2013年までは軽減税率があったので、税金の支払いは10%で済んでいたのですが、現在は、通常の20%に戻っています。ただ、その代わりに、NISA(ニーサ)という特別な制度が始まりました。

NISA口座を作っておくと、年間120万円までの取引に対して無税となります。NISA口座においては、投資金額120万円分までの株式投資や投資信託にかかる値上がり益や配当金が非課税となります。非課税の期間は、最大5年間となっています。

株式投資における税金の払い方

株式投資においては、税金関係の一切は証券会社が代行してくれます。ただしそれは、特定口座&源泉徴収アリを選択した場合です。

源泉徴収ナシを選んだ場合は、証券会社から送られてくる年間の取引報告書を使って、自分で税務署に行って確定申告をしなければなりません。

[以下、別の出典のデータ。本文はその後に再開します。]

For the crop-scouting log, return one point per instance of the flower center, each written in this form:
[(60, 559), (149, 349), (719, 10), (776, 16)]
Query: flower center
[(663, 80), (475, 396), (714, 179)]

この源泉徴収ナシを使って良いのは、会社員などで給料以外の所得が20万円未満の場合です。1年で20万円以上の利益確定をしない見込みの人であれば、売買益に税金がかかりませんので、源泉徴収ナシを選んだ方が賢いことになるのです。

損益通算と譲渡損失の繰越控除

株式投資で出てしまった損失を有効活用する方法が、損益通算と譲渡損失の繰越控除です。

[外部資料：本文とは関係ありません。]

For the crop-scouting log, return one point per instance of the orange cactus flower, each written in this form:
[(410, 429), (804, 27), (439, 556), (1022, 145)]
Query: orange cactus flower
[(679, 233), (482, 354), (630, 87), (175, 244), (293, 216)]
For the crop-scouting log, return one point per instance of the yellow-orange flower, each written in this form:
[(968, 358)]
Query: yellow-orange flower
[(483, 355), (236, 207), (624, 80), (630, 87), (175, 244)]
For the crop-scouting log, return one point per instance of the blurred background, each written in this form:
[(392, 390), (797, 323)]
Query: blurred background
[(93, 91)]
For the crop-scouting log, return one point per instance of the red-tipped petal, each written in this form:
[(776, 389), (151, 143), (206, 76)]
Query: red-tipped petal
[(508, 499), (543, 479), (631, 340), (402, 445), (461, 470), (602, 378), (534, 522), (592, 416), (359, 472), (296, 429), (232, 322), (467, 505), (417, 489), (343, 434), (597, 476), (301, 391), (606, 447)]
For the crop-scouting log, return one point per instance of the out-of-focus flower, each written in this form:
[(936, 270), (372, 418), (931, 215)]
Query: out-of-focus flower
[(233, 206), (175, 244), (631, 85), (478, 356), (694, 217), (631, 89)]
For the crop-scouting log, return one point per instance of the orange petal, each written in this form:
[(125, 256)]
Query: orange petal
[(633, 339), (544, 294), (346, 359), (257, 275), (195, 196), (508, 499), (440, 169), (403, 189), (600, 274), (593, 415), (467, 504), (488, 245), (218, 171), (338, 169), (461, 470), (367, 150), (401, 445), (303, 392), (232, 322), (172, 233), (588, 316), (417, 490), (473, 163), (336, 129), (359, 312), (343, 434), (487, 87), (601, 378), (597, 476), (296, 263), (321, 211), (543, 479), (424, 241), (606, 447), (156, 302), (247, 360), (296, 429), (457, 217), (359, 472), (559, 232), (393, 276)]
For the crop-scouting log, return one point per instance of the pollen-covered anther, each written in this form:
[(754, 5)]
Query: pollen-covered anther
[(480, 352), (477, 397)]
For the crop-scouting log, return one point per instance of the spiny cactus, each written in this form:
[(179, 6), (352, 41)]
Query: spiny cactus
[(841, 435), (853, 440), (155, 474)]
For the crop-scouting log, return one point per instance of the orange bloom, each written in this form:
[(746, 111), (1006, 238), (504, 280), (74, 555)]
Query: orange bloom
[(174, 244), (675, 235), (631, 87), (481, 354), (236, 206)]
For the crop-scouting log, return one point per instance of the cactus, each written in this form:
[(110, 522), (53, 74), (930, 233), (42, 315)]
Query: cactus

損益通算とは、「1月~12月までの一年間におこなわれた売買を計算し、その利益と損失を合計して最終的に利益がでたか損失になったかを算出すること」です。この損益通算により、税金が返ってくる分を節税できます。

一定期間内の利益と損失を相殺することで節税できる損益通算は、同一の証券会社内であれは、自動処理してくれます。株の売却で損失が出た場合には、売却益のある株の利益から差し引いてくれるので、その分だけ税金を減らすことができるのです。

また、単年度において損失のほうが超過した場合は、確定申告を行うことで最長3年間その損失を繰り越して控除することも可能です。このように、損益通算をしても損失分のマイナスが残っている場合は、譲渡損失の繰越控除という方法が使えます。

NISA口座はお得だが注意点もある

NISA口座の最大の利点は、「投資による儲けは非課税」という税務上の優遇措置であることは言うまでもありません。

ただ、どれほど儲けても税金がかからないという利点がある一方で、「利益と同じく損失もなかったものとされる」という負の側面があることも忘れてはいけません。

NISA口座は儲かった場合は非課税で、ありがたいのですが、問題は損を出した場合ですね。特定口座や一般口座であれば、損失を通算して節税することができるのですが、残念ながらNISA口座ではそれができません。

NISA口座は儲けが出ているうちは税金がかからなくて良いのですが、損失に対してはむしろ不利になります。その点を注意して、特定口座とNISA口座を上手に使い分けていくことが肝要ですね。